Wikipedia and AI: Are You Ready?

Generative AI is everywhere and that’s largely thanks to Wikipedia. The New York Times said, “While estimates on its influence can vary, Wikipedia is probably the most important single source in the training of A.I. models.” 

This means Wikipedia content about your company is making the rounds between generative AI tools. Is the content up to par? Let’s look at how this is happening and what it means for you in 2024.

Table of Contents

Large Language Models and Their Relationship With AI

Large Language Models (LLMs) are a specific type of AI program that can generate text that mimics human responses. 

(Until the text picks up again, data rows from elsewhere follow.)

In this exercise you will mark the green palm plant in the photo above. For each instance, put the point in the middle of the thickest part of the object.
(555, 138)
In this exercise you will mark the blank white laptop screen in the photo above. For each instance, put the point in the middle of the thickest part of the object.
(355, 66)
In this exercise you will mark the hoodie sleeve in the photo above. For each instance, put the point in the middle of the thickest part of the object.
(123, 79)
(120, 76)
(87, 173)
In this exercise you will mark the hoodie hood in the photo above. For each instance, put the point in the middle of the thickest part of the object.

In order to work, LLMs are trained on enormously large amounts of text and text-like data. ChatGPT was trained on around 570 GB of data, which translates to around 101.5 trillion words. Google Gemini was trained on 1.56 trillion words. To put that into perspective, the average adult fiction novel contains around 70,000 to 120,000 words. 

After the LLMs ingest all this data, the data is passed through a transformer. This allows the program to understand how the words relate to one another. Then the programs undergo training, which is when they learn to predict the words that should follow one another and generate reliable sentences.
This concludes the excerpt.